IIT to play Sarod on synthesizer!
SAROD, VEENA and many more Indian musical instruments will soon get key positions on the synthesiser with 100 per cent classical accuracy, says IIT Kanpur director Sanjay G Dhande.india Updated: Jan 10, 2006 00:33 IST
SAROD, VEENA and many more Indian musical instruments will soon get key positions on the synthesiser with 100 per cent classical accuracy, says IIT Kanpur director Sanjay G Dhande.
IIT experts have had brief sessions with musical maestros to get the note-to-note classical accuracy in digitised form, he says. “I myself met Sarod Player Amzad Ali Khan just 15 days ago in this regard,” he says and adds, “some Indian musical instruments have already been on the synthesizer, but note-to-note accuracy is what IIT is striving for.
“Now that western musical instruments have been digitalised, the same can be achieved in terms of the Indian classical instruments. Once that happens, music buffs would get to hear high quality of old Indian musical notes — thanks largely to the advanced digitalisation process that has come into practice with the advancement of technology,” he added.
The exercise to digitalise the Indian musical instruments has already got under way and Kanpur IIT has digitalised 200 ragas and raginis.
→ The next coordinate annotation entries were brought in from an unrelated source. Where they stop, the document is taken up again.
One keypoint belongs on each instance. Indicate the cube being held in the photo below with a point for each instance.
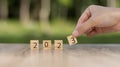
(72, 40)
(34, 44)
(58, 44)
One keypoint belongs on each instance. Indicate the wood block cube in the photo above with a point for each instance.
(34, 44)
(72, 40)
(47, 44)
(58, 44)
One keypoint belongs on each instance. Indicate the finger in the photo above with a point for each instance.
(83, 28)
(91, 34)
(85, 16)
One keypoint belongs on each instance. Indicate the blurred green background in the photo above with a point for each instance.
(25, 20)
“We’re in the process of refining them. And once we’re satisfied with the quality, we would seek consultation from music exponents and then go on to popularise it,” says A Chatterjee, faculty member in the Mechanical Engineering Department, Kanpur IIT, while talking to HT on Monday.
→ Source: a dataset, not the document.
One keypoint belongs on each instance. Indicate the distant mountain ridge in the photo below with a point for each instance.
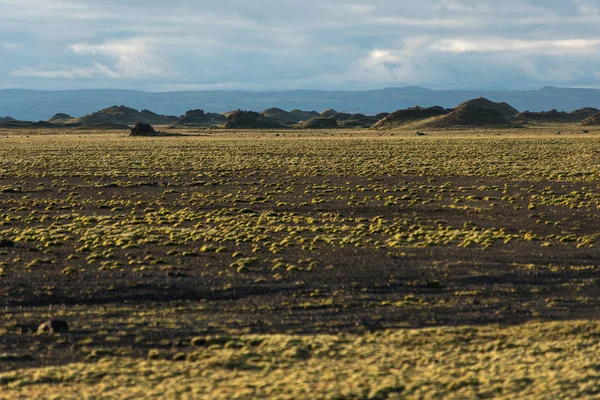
(41, 105)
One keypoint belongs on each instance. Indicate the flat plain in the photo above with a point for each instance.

Researchers and experts from premier institutes like IITs, IIITs and that of ITC Sangeet Research Academy (ITCSRA), Kolkata, have come to in the state capital to participate at the international symposium on Frontiers of Research on Speech and Music (FSRM 2006) organised by ITCSRA in collaboration with UP Technical University.
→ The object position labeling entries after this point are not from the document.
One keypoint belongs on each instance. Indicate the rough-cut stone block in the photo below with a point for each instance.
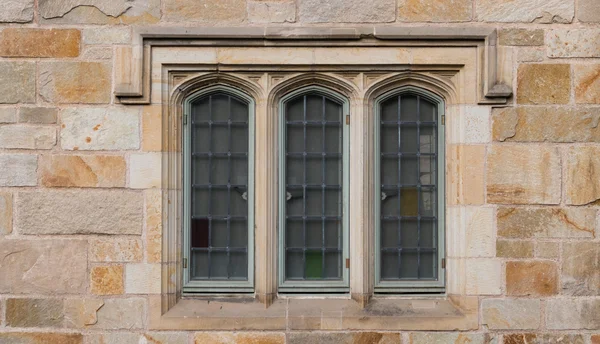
(115, 250)
(89, 212)
(18, 82)
(75, 82)
(531, 278)
(511, 314)
(546, 222)
(582, 182)
(435, 10)
(82, 170)
(114, 128)
(573, 43)
(526, 11)
(225, 11)
(520, 37)
(57, 43)
(17, 11)
(18, 170)
(581, 268)
(523, 175)
(587, 83)
(34, 312)
(573, 314)
(544, 84)
(43, 266)
(347, 11)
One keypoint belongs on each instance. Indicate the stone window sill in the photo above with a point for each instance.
(316, 314)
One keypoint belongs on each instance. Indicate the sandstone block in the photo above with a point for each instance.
(57, 43)
(523, 175)
(573, 314)
(344, 11)
(83, 170)
(581, 268)
(573, 43)
(34, 312)
(43, 266)
(100, 128)
(18, 82)
(434, 11)
(587, 84)
(18, 170)
(526, 11)
(511, 314)
(546, 222)
(75, 82)
(543, 84)
(90, 212)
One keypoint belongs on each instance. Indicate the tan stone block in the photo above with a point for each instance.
(531, 278)
(75, 82)
(82, 170)
(523, 175)
(107, 280)
(57, 43)
(43, 266)
(587, 83)
(581, 268)
(34, 312)
(110, 212)
(544, 84)
(115, 250)
(514, 249)
(546, 222)
(511, 314)
(582, 182)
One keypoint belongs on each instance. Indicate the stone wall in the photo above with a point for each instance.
(80, 211)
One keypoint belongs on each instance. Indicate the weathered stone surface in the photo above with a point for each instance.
(343, 11)
(83, 170)
(107, 280)
(582, 182)
(18, 170)
(20, 42)
(587, 83)
(526, 11)
(531, 278)
(435, 11)
(18, 82)
(573, 43)
(573, 314)
(75, 82)
(514, 249)
(90, 212)
(520, 37)
(100, 128)
(581, 268)
(17, 11)
(546, 222)
(34, 312)
(41, 337)
(226, 11)
(546, 124)
(523, 175)
(115, 250)
(544, 84)
(43, 266)
(511, 314)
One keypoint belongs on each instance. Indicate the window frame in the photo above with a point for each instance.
(223, 286)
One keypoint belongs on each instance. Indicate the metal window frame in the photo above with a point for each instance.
(411, 286)
(224, 286)
(289, 286)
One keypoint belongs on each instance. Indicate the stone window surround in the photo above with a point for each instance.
(459, 77)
Another professor of Indian Institute of Information Technology (IIIT), Jabalpur stated that they were working in the direction of standardization of musical notes being produced from Indian instruments. This would help in maintaining the same quality of the music.
“Those having an ear for music would know that the sound produced from sitar or tabla gets changed after it is played for a while. In case of tabla the leather gets softer while in the case of sitar the string gets loose. This alters the sound produced from the instruments,” said Dr Puneet Tandon of Jabalpur.
Prof AK Datta of ITCSRA explained that the aim of this symposium was to highlight the current status and trends of research and applications in the area of speech and music. Another objective of this symposium was to encourage researchers in the field of basic sciences like physics, mathematics, etc to find way to improve our indigenous music.